At this point in our conversation, I redoubled my own outrage over the Los Angeles Times' spotty and occasionally sycophantic reporting on the entertainment industry. As a staff writer for the Times Calendar section throughout the 1980s, I recalled an era when the newspaper's focus on movies and media in general was tough, investigative, anecdotal, and consistently revealing. Something had happened, I railed. the Times had never really been the same since Otis Chandler left, and that was a crying shame. the Chandlers, after all, had invented Los Angeles.

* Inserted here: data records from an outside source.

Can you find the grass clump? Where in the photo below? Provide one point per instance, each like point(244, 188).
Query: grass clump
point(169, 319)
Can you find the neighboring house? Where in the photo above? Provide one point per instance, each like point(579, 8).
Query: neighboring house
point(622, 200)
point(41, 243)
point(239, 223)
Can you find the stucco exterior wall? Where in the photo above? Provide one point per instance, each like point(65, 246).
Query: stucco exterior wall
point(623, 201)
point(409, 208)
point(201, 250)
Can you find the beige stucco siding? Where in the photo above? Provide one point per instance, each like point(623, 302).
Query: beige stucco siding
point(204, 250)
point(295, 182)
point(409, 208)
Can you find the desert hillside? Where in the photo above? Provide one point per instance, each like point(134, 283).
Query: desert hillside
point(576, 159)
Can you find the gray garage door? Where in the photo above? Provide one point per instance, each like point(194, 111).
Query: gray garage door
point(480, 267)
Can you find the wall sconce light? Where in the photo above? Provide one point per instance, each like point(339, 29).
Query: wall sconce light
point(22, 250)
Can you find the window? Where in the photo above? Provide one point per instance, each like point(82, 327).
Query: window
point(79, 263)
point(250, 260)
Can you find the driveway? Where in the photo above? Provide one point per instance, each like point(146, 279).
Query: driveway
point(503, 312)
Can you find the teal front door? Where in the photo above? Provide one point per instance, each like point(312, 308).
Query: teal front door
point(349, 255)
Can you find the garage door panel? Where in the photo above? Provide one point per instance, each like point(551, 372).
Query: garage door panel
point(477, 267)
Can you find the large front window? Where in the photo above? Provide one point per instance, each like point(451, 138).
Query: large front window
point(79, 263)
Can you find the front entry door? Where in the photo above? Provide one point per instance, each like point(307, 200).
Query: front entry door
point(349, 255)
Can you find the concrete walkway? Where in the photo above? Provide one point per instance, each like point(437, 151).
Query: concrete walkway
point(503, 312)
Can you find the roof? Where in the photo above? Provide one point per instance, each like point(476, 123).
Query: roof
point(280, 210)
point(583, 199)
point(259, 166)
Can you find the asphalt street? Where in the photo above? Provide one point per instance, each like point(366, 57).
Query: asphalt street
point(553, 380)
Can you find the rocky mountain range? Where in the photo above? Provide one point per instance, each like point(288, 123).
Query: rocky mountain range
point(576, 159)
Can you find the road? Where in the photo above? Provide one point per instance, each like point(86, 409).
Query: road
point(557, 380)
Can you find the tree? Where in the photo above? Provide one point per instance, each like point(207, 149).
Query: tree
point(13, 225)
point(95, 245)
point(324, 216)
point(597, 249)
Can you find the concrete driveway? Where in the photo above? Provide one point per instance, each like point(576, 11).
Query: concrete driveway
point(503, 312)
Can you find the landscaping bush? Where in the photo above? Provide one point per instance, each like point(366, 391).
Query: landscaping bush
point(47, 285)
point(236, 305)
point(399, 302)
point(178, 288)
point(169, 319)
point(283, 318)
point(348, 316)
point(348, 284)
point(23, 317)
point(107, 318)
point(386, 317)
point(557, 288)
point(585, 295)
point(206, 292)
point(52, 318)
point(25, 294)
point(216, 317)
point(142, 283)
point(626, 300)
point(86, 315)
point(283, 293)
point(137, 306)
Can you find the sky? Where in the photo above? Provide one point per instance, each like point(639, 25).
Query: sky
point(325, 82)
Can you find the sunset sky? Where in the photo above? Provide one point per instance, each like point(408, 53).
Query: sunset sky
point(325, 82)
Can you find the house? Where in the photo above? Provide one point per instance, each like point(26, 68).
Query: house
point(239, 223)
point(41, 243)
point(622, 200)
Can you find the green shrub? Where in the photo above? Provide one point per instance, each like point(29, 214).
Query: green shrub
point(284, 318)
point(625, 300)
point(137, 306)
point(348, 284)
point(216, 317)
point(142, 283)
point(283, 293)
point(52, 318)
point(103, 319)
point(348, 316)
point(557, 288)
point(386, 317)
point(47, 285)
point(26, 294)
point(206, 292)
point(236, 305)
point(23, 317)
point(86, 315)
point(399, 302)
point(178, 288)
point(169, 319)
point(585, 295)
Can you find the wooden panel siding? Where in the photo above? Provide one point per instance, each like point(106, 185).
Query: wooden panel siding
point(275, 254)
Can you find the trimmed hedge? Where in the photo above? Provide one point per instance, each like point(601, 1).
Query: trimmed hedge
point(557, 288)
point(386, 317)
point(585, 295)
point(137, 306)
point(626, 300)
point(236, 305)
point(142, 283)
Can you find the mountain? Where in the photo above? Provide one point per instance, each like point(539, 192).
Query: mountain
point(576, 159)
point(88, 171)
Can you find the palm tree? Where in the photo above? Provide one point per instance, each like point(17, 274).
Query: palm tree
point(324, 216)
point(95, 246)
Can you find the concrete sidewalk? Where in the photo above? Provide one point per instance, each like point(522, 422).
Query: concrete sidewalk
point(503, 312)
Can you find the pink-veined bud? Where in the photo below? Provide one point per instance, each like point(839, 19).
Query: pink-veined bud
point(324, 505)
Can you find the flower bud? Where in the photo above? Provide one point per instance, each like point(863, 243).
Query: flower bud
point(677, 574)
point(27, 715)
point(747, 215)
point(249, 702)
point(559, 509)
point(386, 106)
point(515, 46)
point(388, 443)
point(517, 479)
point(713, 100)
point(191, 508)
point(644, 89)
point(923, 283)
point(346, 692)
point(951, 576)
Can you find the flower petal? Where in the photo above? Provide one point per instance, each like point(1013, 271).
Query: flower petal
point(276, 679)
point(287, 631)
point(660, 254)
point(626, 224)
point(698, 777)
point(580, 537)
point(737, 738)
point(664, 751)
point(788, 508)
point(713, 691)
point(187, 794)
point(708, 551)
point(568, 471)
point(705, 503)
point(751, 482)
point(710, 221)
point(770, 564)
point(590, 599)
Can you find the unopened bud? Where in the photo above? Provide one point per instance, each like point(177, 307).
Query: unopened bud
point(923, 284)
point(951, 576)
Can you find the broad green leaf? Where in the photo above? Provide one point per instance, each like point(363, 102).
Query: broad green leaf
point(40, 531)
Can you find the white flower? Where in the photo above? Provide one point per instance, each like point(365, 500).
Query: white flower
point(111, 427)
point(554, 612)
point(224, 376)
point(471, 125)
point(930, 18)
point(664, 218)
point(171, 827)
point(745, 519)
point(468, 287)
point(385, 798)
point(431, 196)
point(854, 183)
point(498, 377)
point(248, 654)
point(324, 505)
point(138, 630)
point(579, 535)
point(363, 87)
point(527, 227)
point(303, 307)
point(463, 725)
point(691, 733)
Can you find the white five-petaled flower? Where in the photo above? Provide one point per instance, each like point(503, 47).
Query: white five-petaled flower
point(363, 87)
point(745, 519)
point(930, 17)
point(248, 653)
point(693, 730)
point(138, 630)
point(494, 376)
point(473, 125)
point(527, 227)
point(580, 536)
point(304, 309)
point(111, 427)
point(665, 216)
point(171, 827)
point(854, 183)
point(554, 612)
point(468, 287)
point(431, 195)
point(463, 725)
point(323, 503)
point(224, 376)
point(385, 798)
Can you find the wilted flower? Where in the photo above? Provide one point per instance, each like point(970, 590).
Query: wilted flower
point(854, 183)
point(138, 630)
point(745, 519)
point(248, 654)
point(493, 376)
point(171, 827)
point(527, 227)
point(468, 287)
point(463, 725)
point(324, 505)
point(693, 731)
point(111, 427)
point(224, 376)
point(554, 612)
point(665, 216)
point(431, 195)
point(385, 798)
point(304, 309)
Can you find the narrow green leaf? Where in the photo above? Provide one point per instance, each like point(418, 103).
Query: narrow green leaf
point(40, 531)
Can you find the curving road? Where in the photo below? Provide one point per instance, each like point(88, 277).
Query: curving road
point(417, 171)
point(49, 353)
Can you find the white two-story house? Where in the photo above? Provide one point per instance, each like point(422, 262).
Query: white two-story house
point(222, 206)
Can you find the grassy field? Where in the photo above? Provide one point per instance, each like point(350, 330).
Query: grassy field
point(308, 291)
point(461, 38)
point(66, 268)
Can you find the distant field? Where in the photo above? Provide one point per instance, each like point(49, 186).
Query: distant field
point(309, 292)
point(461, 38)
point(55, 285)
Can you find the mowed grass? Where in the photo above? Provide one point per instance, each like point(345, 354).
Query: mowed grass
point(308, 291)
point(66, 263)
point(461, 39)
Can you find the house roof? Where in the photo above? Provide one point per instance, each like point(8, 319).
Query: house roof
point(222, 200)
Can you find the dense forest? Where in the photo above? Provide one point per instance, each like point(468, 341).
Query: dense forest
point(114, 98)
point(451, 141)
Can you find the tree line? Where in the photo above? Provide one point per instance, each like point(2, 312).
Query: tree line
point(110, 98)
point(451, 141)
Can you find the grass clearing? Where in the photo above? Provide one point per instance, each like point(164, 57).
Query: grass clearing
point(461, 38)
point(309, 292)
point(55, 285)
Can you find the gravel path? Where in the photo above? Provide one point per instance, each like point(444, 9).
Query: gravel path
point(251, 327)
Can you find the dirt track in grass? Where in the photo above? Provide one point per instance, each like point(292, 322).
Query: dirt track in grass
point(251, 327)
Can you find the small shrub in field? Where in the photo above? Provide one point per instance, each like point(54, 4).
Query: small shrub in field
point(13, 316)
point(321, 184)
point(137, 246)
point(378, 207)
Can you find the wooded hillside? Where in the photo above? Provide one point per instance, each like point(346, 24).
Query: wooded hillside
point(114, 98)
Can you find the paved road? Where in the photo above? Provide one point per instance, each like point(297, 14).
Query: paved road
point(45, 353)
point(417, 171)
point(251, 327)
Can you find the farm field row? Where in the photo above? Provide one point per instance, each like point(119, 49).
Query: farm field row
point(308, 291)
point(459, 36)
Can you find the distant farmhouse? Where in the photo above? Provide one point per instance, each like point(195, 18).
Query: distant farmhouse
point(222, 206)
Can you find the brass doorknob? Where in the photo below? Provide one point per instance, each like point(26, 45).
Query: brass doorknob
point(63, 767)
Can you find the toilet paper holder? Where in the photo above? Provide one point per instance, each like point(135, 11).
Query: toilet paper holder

My lunch mate sat forward in his seat and asked me if I were not exaggerating. How, he wanted to know, had one family come to create the nation's second largest city? Surely I was kidding him. Like most L.A. residents, my agent friend was an Eastern transplant and knew only the Southern California of recent years. He assumed that L.A. had simply always been here in some form or another. He knew very little of its history outside of Robert Towne's screen roman à clef Chinatown, about L.A.'s astonishing wholesale water theft from the Owens Valley nearly 100 years ago. My agent friend had never given the origins of the megalopolis much thought because L.A. was a city without memory. History seemed to have no place here. There were Indians, followed by Spaniards, Mexicans, missions, ranchos, a gold rush, and, then, voila! a city grew like topsy to staggering proportions during the course of the twentieth century. End of story.